A lesão diafragmática por ferimento penetrante é de difícil diagnóstico por métodos não invasivos. A videolaparoscopia ou toracoscopia são os métodos mais sensíveis e específicos para sua confirmação, permitindo visualização direta e reparo.
A lesão diafragmática é uma complicação potencialmente grave de traumas penetrantes na transição toracoabdominal, uma área que se estende do quarto espaço intercostal anteriormente ao sexto espaço intercostal posteriormente. Devido à mobilidade do diafragma durante a respiração, um ferimento nesta região pode lesar tanto estruturas torácicas quanto abdominais, e o diafragma em si. A incidência é maior em ferimentos por arma branca ou projétil de arma de fogo. O diagnóstico de lesão diafragmática pode ser desafiador. Exames de imagem como radiografia de tórax e tomografia computadorizada (TC) com contraste têm baixa sensibilidade para pequenas lesões, especialmente nas fases iniciais.
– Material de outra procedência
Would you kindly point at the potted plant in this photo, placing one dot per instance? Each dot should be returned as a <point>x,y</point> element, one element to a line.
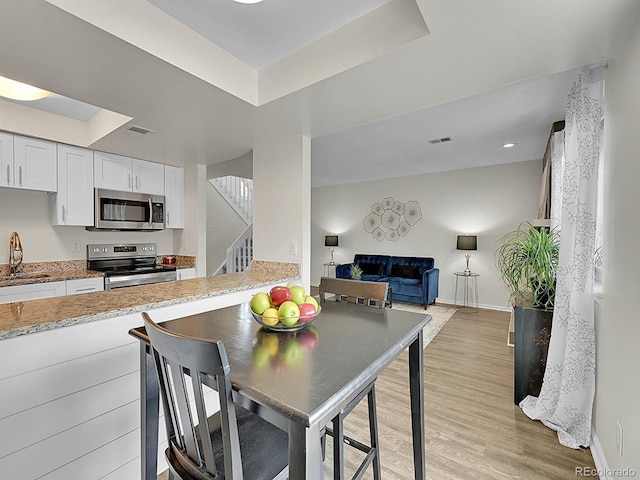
<point>355,271</point>
<point>527,260</point>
A radiografia pode mostrar elevação do hemidiafragma, derrame pleural ou presença de alças intestinais no tórax, mas esses achados são inespecíficos ou tardios. A TC pode ser útil para avaliar outras lesões associadas, mas não exclui lesão diafragmática com certeza. A videolaparoscopia e a toracoscopia são consideradas os padrões-ouro para o diagnóstico de lesões diafragmáticas em pacientes estáveis, pois permitem a inspeção direta da superfície diafragmática. Além de confirmar a lesão, esses procedimentos minimamente invasivos possibilitam o reparo imediato, prevenindo complicações tardias como a hérnia diafragmática traumática. A escolha entre laparoscopia ou toracoscopia depende da suspeita clínica e da experiência do cirurgião.
Sinais de alerta incluem ferimentos penetrantes na transição toracoabdominal, dor torácica ou abdominal, dispneia, e, em casos tardios, sintomas de obstrução intestinal ou hérnia diafragmática.
Esses métodos permitem a visualização direta do diafragma, identificando lesões que podem ser pequenas e de difícil detecção por exames de imagem, além de possibilitar o reparo imediato.
Uma lesão diafragmática não diagnosticada pode levar à hérnia de órgãos abdominais para o tórax, resultando em obstrução intestinal, estrangulamento, comprometimento respiratório e, em casos graves, necrose de alças.